- Noboa y Urueta parecen bien en las prácticas
Gerald Hernández
El dominicano Joel Noboa depositó tres pelotas a las gradas del jardín izquierdo y el colombiano naturalizado italiano Luis Urueta roció el terreno a puras líneas.
Así se presentaron la mañana de ayer en las prácticas del Bóer en el Estadio Nacional los dos primeros jugadores que ha importado la tribu para la Liga Profesional.
“Espero aprovechar esta oportunidad y ayudar en el desarrollo de la Liga Profesional de Nicaragua”, dijo Urueta, un bateador ambidextro de 6’1 de estatura y con capacidad para jugar varias posiciones.
“Comencé mi carrera como receptor, luego pasé a los jardines”, señala el colombiano que estuvo en los entrenamientos del equipo olímpico italiano de beisbol.
A pesar que son de diferentes nacionalidades, Noboa y Urueta son muy buenos amigos.

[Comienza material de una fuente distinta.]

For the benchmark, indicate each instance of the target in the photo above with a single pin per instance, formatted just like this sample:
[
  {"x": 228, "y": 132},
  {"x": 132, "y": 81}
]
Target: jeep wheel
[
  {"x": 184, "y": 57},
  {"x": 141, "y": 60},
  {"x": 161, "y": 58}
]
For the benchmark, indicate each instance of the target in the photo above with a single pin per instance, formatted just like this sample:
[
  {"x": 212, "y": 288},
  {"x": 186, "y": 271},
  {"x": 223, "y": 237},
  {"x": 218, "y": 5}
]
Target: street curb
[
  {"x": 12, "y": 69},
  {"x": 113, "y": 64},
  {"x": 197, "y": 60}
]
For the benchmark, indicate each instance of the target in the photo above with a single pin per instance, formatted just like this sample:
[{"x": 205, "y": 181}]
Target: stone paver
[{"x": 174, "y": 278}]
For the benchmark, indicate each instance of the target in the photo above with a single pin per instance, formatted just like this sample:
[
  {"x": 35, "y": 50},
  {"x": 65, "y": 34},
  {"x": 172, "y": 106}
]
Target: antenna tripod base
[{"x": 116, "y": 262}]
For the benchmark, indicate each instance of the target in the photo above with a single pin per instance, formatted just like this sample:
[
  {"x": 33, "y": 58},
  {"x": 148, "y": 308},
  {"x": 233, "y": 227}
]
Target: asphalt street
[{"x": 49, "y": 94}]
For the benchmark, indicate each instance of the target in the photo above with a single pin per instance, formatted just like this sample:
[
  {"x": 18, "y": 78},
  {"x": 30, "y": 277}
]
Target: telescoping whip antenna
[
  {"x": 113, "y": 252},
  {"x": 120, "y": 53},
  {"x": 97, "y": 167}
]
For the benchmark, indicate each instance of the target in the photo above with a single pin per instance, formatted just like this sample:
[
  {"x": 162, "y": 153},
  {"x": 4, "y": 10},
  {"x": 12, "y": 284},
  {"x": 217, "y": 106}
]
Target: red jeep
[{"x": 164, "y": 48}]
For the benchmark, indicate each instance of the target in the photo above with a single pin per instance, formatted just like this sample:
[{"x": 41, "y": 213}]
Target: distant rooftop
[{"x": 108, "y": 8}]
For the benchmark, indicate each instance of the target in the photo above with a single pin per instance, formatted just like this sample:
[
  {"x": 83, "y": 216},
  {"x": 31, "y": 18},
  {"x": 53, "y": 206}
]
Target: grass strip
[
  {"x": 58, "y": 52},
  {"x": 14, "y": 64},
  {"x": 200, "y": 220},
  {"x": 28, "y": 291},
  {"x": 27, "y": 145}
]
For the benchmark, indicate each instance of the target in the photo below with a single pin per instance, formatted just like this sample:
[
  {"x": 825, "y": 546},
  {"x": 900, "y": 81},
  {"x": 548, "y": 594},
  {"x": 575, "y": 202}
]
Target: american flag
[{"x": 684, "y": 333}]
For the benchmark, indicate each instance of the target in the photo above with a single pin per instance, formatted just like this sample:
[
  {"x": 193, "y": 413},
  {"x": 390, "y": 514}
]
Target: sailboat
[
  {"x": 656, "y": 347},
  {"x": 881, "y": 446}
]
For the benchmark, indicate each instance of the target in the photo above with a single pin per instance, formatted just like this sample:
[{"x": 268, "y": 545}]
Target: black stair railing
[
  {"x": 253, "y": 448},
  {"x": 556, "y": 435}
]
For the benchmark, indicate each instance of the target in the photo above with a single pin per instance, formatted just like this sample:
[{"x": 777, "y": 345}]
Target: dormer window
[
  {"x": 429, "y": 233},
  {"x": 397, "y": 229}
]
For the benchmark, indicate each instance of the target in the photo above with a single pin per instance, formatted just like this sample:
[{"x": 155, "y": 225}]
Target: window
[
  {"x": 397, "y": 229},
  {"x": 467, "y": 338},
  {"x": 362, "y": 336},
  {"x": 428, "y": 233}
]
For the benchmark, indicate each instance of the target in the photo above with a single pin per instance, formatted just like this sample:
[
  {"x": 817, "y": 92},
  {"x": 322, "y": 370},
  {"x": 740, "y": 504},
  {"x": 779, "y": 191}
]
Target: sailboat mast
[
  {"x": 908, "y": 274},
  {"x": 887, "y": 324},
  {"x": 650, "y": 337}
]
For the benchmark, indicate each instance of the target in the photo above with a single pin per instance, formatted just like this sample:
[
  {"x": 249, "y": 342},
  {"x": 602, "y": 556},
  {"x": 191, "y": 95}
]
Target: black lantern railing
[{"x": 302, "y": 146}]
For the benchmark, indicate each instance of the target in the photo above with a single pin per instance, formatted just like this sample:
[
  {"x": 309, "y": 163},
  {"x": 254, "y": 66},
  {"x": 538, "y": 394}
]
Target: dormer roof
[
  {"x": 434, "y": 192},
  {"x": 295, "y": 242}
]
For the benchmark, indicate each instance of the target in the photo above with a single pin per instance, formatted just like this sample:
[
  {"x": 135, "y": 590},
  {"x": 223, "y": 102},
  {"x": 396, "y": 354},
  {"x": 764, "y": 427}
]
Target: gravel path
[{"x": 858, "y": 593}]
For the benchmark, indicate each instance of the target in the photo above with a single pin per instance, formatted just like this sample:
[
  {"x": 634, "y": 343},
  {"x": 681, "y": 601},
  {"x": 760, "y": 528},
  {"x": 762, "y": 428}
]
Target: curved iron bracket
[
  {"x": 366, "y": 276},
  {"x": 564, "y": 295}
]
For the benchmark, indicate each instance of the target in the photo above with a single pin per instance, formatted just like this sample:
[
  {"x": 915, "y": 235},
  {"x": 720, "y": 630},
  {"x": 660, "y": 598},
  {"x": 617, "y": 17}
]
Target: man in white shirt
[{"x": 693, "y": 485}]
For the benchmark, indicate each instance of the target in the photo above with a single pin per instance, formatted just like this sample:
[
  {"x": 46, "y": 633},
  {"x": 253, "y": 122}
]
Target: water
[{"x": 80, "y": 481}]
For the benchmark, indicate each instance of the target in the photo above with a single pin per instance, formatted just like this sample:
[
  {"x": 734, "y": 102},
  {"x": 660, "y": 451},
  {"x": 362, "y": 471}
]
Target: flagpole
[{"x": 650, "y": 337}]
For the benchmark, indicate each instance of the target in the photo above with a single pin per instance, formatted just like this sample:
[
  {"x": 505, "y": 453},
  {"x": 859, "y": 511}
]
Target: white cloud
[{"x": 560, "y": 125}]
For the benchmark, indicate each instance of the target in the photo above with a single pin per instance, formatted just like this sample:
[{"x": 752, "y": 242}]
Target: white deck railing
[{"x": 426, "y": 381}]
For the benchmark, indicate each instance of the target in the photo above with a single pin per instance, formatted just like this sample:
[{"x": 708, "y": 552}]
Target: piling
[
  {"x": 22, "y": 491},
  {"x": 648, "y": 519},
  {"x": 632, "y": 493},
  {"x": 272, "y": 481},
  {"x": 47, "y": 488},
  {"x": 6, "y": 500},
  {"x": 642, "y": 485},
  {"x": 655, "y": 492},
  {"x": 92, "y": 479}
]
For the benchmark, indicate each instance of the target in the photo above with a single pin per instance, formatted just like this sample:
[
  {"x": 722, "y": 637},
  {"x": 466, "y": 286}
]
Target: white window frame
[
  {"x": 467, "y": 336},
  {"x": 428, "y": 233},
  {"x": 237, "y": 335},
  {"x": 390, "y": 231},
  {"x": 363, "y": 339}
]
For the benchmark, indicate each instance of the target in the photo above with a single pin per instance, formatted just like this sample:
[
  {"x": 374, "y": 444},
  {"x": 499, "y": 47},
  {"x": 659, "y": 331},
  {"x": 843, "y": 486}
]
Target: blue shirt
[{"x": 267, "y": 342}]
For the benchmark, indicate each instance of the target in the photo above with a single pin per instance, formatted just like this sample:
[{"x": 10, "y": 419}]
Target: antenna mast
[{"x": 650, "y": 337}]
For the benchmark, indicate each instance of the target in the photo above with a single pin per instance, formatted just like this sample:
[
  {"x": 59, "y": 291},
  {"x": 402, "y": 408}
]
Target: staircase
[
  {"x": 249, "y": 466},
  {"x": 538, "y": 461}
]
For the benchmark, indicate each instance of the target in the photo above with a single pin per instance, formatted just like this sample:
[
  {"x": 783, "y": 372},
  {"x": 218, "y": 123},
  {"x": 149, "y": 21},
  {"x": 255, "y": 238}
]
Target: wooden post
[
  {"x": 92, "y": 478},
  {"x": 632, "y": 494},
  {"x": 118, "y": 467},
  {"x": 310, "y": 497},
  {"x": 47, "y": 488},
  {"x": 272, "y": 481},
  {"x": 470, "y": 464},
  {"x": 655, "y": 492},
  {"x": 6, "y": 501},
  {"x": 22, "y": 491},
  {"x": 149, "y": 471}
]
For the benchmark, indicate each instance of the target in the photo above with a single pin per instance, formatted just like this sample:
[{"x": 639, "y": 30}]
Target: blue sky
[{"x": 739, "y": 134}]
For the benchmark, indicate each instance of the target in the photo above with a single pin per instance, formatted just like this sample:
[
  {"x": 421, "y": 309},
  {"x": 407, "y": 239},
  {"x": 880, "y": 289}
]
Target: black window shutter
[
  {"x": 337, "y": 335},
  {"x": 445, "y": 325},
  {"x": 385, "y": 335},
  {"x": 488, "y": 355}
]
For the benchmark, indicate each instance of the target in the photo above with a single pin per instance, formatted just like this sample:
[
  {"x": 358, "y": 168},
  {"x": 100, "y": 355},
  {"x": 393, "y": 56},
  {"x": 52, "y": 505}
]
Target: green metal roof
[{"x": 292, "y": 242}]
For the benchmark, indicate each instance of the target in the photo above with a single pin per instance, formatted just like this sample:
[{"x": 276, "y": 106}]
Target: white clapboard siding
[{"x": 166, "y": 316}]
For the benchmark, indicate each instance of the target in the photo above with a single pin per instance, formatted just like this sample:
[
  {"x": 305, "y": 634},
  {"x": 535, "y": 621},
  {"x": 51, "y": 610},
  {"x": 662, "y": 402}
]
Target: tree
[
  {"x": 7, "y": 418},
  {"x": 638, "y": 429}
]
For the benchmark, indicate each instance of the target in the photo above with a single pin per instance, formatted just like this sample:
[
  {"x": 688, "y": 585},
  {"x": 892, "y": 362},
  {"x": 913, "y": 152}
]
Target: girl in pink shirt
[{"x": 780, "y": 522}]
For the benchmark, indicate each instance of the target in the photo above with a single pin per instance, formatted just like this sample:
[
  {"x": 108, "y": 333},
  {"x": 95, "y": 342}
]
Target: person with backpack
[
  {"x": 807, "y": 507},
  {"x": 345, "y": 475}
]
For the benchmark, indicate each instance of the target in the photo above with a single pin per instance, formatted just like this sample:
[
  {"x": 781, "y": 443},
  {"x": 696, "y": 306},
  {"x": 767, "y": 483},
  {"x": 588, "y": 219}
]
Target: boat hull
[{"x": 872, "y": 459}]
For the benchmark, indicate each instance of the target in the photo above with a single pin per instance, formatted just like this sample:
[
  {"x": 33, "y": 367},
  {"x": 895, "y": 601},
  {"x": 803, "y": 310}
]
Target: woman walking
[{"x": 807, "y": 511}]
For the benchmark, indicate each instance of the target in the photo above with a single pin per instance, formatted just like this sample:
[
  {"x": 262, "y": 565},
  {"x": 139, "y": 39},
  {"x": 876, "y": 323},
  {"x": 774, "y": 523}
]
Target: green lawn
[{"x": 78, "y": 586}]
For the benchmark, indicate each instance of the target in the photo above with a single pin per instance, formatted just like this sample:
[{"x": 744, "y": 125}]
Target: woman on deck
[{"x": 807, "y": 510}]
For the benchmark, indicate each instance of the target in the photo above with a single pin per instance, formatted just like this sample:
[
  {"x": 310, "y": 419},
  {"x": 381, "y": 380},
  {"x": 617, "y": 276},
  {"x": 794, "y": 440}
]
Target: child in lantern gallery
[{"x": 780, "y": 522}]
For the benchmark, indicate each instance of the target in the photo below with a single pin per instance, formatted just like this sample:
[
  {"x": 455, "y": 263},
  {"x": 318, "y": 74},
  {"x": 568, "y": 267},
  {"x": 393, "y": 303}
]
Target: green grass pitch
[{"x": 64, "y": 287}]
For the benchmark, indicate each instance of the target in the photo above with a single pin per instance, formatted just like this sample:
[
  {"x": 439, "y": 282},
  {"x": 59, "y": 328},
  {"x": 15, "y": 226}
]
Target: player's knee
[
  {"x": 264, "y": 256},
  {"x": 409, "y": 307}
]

Esa relación nació cuando ambos pertenecían a la organización de Arizona en el 2002. Allí también conocieron a los lanzadores nicas Vicente Padilla y William Juárez.
Luego, Noboa fue canjeado a Montreal, donde jugó con el pinolero Ofilio Castro, a quien le augura un gran futuro.
Al igual que Urueta, Noboa se desempeña en varias posiciones, aunque del infield, y está dispuesto a jugar donde lo necesiten.
Los dos lograron escalar hasta Clase A y jugaron en el beisbol organizado hasta en el 2003. Urueta fue dejado en libertad por San Luis y Noboa por Montreal.
No obstante, se han mantenido en forma.
“Se ven fuertes estos ‘caballos’”, señaló un importante jugador nacional del Bóer.
Tanto Noboa como Urueta tienen una idea del nivel de la liga nicaragüense, lo que no sospechaban es que hay temblores frecuentes.
“Ese temblor (el de la madrugada de ayer) casi me obliga a llamar a Julio Sánchez (manager del Bóer) para cancelar el contrato y regresar a casa”, bromeó Noboa.